## Principal Component Analysis (PCA)

In this notebook, we will demonstrate the end-to-end workflow of Spark RAPIDS accelerated PCA.

In [1]:
import numpy as np
import pandas as pd
import time
import os

In [2]:
from pyspark.sql import SparkSession
from pyspark import SparkConf

def get_rapids_jar():
    import os
    import requests

    SPARK_RAPIDS_VERSION = "24.08.1"
    rapids_jar = f"rapids-4-spark_2.12-{SPARK_RAPIDS_VERSION}.jar"
    if not os.path.exists(rapids_jar):
        print("Downloading spark rapids jar")
        url = f"https://repo1.maven.org/maven2/com/nvidia/rapids-4-spark_2.12/{SPARK_RAPIDS_VERSION}/{rapids_jar}"
        response = requests.get(url)
        if response.status_code == 200:
            with open(rapids_jar, "wb") as f:
                f.write(response.content)
            print(f"File '{rapids_jar}' downloaded and saved successfully.")
        else:
            print(f"Failed to download the file. Status code: {response.status_code}")
    else:
        print("File already exists.

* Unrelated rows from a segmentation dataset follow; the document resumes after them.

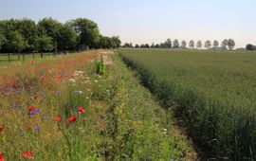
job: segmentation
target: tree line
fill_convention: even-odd
[[[0,52],[74,51],[84,48],[117,48],[118,36],[100,33],[98,25],[85,18],[60,23],[43,18],[38,23],[30,19],[0,21]]]
[[[206,48],[212,48],[212,49],[229,49],[232,50],[235,46],[235,42],[233,39],[225,39],[221,45],[219,45],[218,41],[213,41],[212,45],[210,40],[207,40],[204,44],[204,46]],[[150,45],[148,44],[144,45],[136,45],[135,46],[130,43],[124,44],[122,47],[136,47],[136,48],[202,48],[203,43],[202,41],[197,41],[196,43],[193,40],[191,40],[189,43],[187,43],[185,40],[179,41],[177,39],[172,41],[171,39],[167,39],[164,43],[156,44],[154,43]]]
[[[248,44],[247,45],[247,50],[251,50],[251,51],[256,50],[256,45]]]

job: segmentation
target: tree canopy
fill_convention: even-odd
[[[0,21],[0,52],[66,51],[89,48],[117,48],[118,36],[100,33],[98,25],[85,18],[64,24],[53,18],[43,18],[36,24],[29,19]]]

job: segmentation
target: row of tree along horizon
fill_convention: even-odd
[[[219,45],[218,41],[213,41],[213,44],[211,45],[211,42],[210,40],[207,40],[204,44],[204,47],[206,48],[214,48],[214,49],[229,49],[232,50],[235,46],[235,42],[233,39],[225,39],[221,45]],[[154,43],[150,45],[148,44],[145,45],[136,45],[135,46],[130,43],[126,43],[122,45],[122,47],[136,47],[136,48],[202,48],[203,43],[202,41],[197,41],[196,44],[193,40],[191,40],[189,44],[185,40],[179,44],[179,41],[177,39],[174,40],[172,42],[171,39],[167,39],[164,43],[156,44]]]
[[[63,24],[43,18],[37,24],[30,19],[0,20],[0,52],[76,51],[87,48],[117,48],[118,36],[100,33],[98,25],[85,18]]]

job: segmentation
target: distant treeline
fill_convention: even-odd
[[[247,50],[256,50],[256,45],[247,45]]]
[[[98,25],[85,18],[64,24],[44,18],[37,24],[29,19],[0,21],[0,52],[74,51],[87,48],[117,48],[118,36],[100,33]]]
[[[212,48],[212,49],[229,49],[232,50],[235,46],[235,42],[233,39],[225,39],[221,45],[219,45],[218,41],[211,42],[207,40],[204,44],[206,48]],[[185,40],[181,41],[181,44],[177,39],[172,41],[171,39],[167,39],[164,43],[156,44],[154,43],[150,45],[148,44],[145,45],[136,45],[135,46],[130,43],[124,44],[122,47],[137,47],[137,48],[202,48],[203,43],[202,41],[197,41],[196,43],[193,40],[191,40],[188,44]]]

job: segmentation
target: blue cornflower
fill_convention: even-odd
[[[35,130],[36,130],[37,132],[39,132],[39,131],[40,131],[40,127],[39,127],[39,126],[35,127]]]

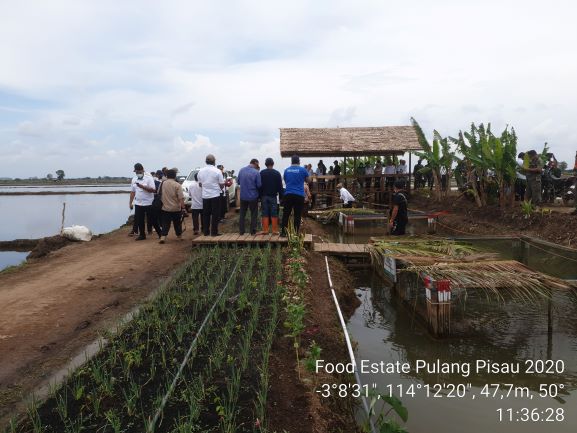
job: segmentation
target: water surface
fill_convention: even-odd
[[[0,240],[58,234],[63,203],[66,203],[65,227],[84,225],[94,234],[106,233],[126,222],[131,213],[128,201],[128,194],[3,196],[0,197]]]
[[[385,391],[387,385],[409,389],[414,385],[416,395],[403,396],[409,410],[407,429],[411,433],[569,433],[577,431],[577,316],[575,300],[566,293],[556,293],[553,299],[553,332],[548,334],[547,307],[545,304],[527,307],[510,303],[491,305],[482,300],[469,300],[467,312],[477,323],[482,323],[474,335],[459,338],[434,339],[427,329],[415,320],[410,308],[398,302],[396,295],[376,275],[364,276],[357,290],[361,307],[351,317],[348,329],[358,342],[357,361],[409,362],[417,360],[434,363],[459,362],[474,364],[477,359],[511,363],[527,359],[564,360],[562,374],[460,374],[416,373],[365,374],[364,383],[376,384]],[[480,392],[485,384],[513,383],[538,392],[541,384],[561,384],[558,398],[533,399],[498,393],[494,398],[483,398]],[[465,397],[427,397],[425,385],[462,384],[469,386]],[[420,390],[418,389],[420,387]],[[399,389],[395,388],[399,393]],[[446,390],[444,391],[447,392]],[[472,395],[475,394],[476,398]],[[503,397],[501,397],[503,396]],[[539,412],[564,410],[563,422],[499,421],[497,410],[511,408],[514,418],[522,408],[536,408]]]

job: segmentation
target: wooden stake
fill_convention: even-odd
[[[66,213],[66,202],[62,203],[62,223],[60,224],[60,234],[64,230],[64,215]]]

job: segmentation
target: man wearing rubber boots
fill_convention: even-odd
[[[261,206],[262,206],[262,233],[268,235],[272,225],[272,234],[278,235],[278,200],[282,200],[282,176],[273,168],[274,161],[267,158],[266,168],[260,172],[261,179]],[[278,198],[277,198],[278,197]],[[270,223],[270,225],[269,225]]]
[[[409,222],[407,196],[402,192],[405,182],[398,180],[393,185],[393,206],[389,214],[389,232],[392,236],[405,234],[405,227]]]

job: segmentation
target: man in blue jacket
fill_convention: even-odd
[[[258,217],[258,197],[261,187],[258,159],[251,159],[250,164],[238,172],[238,184],[240,185],[240,222],[239,233],[244,235],[244,219],[247,209],[250,209],[250,234],[256,234],[256,221]]]
[[[300,165],[298,155],[291,157],[291,166],[284,171],[285,194],[282,215],[281,236],[286,236],[286,228],[291,212],[294,212],[293,221],[298,233],[301,226],[301,216],[305,202],[305,182],[308,182],[309,172]]]

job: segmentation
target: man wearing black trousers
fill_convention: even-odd
[[[220,193],[224,187],[222,172],[215,167],[214,155],[206,156],[206,167],[198,172],[198,184],[202,188],[202,221],[205,236],[220,236]]]
[[[283,196],[284,208],[281,225],[281,236],[287,235],[287,227],[293,213],[294,229],[298,233],[301,226],[301,214],[305,201],[305,182],[309,182],[309,173],[300,165],[298,155],[291,157],[291,166],[284,171],[286,185]]]
[[[134,219],[138,225],[139,236],[135,238],[135,240],[142,241],[146,239],[146,224],[144,218],[145,216],[148,216],[149,219],[151,218],[152,200],[154,200],[156,186],[154,185],[152,176],[144,172],[142,164],[134,164],[134,174],[129,207],[130,209],[134,208]],[[160,237],[161,230],[157,220],[153,219],[153,226]]]

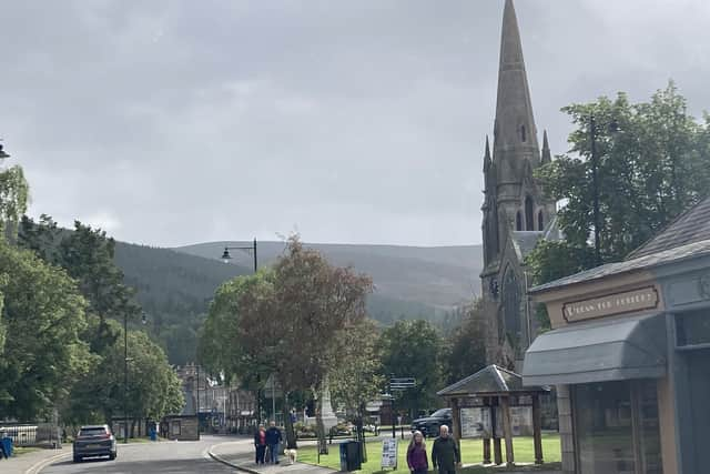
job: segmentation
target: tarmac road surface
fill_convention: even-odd
[[[231,468],[210,457],[207,448],[223,443],[224,437],[202,436],[200,441],[163,441],[159,443],[119,443],[114,461],[88,458],[81,463],[71,457],[60,460],[41,474],[112,473],[112,474],[183,474],[183,473],[234,473]]]

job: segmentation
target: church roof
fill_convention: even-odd
[[[707,239],[710,239],[710,198],[680,214],[656,236],[631,252],[627,260]]]
[[[523,377],[513,371],[498,365],[488,365],[473,375],[463,379],[446,389],[436,392],[439,396],[542,392],[547,389],[538,386],[523,386]]]

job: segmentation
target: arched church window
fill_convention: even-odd
[[[503,276],[503,291],[500,297],[503,300],[503,322],[505,325],[504,334],[507,335],[510,345],[515,349],[519,347],[523,341],[523,323],[520,312],[520,286],[518,279],[511,269],[506,270]]]
[[[532,198],[525,196],[525,225],[527,231],[535,230],[535,211],[532,210]]]

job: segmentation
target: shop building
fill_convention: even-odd
[[[710,472],[710,199],[626,261],[530,294],[552,331],[523,377],[557,386],[565,473]]]

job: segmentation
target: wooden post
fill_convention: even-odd
[[[510,425],[510,400],[500,396],[500,411],[503,412],[503,434],[506,437],[506,465],[515,465],[515,454],[513,453],[513,426]]]
[[[503,450],[500,450],[500,438],[498,437],[498,423],[500,422],[496,415],[496,407],[498,405],[498,397],[491,397],[490,400],[490,426],[493,430],[493,461],[499,466],[503,464]]]
[[[452,399],[452,428],[454,430],[454,441],[459,446],[462,445],[462,412],[458,404],[458,399]]]
[[[535,444],[535,464],[542,464],[542,415],[540,396],[532,395],[532,442]]]
[[[500,448],[499,437],[493,438],[493,461],[496,463],[497,466],[503,464],[503,450]]]
[[[484,464],[490,464],[490,438],[484,437]]]

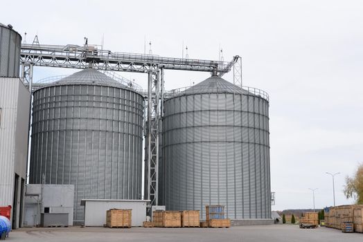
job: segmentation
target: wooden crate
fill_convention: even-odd
[[[301,219],[300,223],[305,224],[312,224],[313,225],[317,225],[319,224],[319,221],[317,219],[308,219],[306,218],[303,218]]]
[[[106,226],[131,227],[131,210],[109,210],[106,213]]]
[[[304,218],[306,219],[318,220],[318,213],[314,212],[306,212]]]
[[[342,223],[342,232],[344,233],[353,233],[354,232],[353,223]]]
[[[211,219],[208,221],[210,227],[231,227],[231,219]]]
[[[199,210],[184,210],[180,212],[182,227],[200,227]]]
[[[356,224],[357,231],[360,227],[360,217],[362,216],[362,210],[363,205],[342,205],[337,207],[330,207],[329,212],[326,214],[325,220],[326,227],[333,227],[338,230],[342,229],[342,223],[353,223],[355,228]]]
[[[355,207],[354,214],[354,232],[363,233],[363,207]]]
[[[163,227],[163,211],[154,211],[152,212],[152,223],[154,227]]]
[[[206,220],[211,219],[224,219],[224,205],[206,205]]]
[[[200,222],[200,226],[201,227],[208,227],[208,222],[207,221]]]
[[[163,226],[164,227],[182,227],[182,215],[179,211],[163,211]]]
[[[306,212],[304,216],[300,219],[300,223],[312,224],[317,225],[319,224],[317,212]]]
[[[154,227],[154,223],[153,222],[149,222],[149,221],[143,221],[143,227]]]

Skipping download.")
    return rapids_jar

def initialize_spark(rapids_jar: str):
    '''
    If no active Spark session is found, initialize and configure a new one. 
    '''
    import socket
    hostname = socket.gethostname()

    conf = SparkConf()
    conf.setMaster(f"spark://{hostname}:7077") # Assuming master is on host and default port. 
    conf.set("spark.task.maxFailures", "1")
    conf.set("spark.driver.memory", "10g")
    conf.set("spark.executor.memory", "8g")
    conf.set("spark.rpc.message.maxSize", "1024")
    conf.set("spark.sql.pyspark.jvmStacktrace.enabled", "true")
    conf.set("spark.sql.execution.pyspark.udf.simplifiedTraceback.enabled", "false")
    conf.set("spark.sql.execution.arrow.pyspark.enabled", "true")
    conf.set("spark.python.worker.reuse", "true")
    conf.set("spark.rapids.ml.uvm.enabled", "true")
    conf.set("spark.jars", rapids_jar)
    conf.set("spark.executorEnv.PYTHONPATH", rapids_jar)
    conf.set("spark.rapids.memory.gpu.minAllocFraction", "0.0001")
    conf.set("spark.plugins", "com.nvidia.spark.SQLPlugin")
    conf.set("spark.locality.wait", "0s")
    conf.set("spark.sql.cache.serializer", "com.nvidia.spark.ParquetCachedBatchSerializer")
    conf.set("spark.rapids.memory.gpu.pooling.enabled", "false")
    conf.set("spark.sql.execution.sortBeforeRepartition", "false")
    conf.set("spark.rapids.sql.format.parquet.reader.type", "MULTITHREADED")
    conf.set("spark.rapids.sql.format.parquet.multiThreadedRead.maxNumFilesParallel", "20")
    conf.set("spark.rapids.sql.multiThreadedRead.numThreads", "20")
    conf.set("spark.rapids.sql.python.gpu.enabled", "true")
    conf.set("spark.rapids.memory.pinnedPool.size", "2G")
    conf.set("spark.python.daemon.module", "rapids.daemon")
    conf.set("spark.rapids.sql.batchSizeBytes", "512m")
    conf.set("spark.sql.adaptive.enabled", "false")
    conf.set("spark.sql.files.maxPartitionBytes", "512m")
    conf.set("spark.rapids.sql.concurrentGpuTasks", "1")
    conf.set("spark.sql.execution.arrow.maxRecordsPerBatch", "20000")
    conf.set("spark.rapids.sql.explain", "NONE")
    
    spark = SparkSession.builder.appName("spark-rapids-ml-pca").config(conf=conf).getOrCreate()
    return spark

# Check if Spark session is already active, if not, initialize it
if 'spark' not in globals():
    print("No active Spark session found, initializing manually.")
    rapids_jar = os.environ.get('RAPIDS_JAR')
    if rapids_jar is None:
        rapids_jar = get_rapids_jar()
    spark = initialize_spark(rapids_jar)
else:
    print("Using existing Spark session.")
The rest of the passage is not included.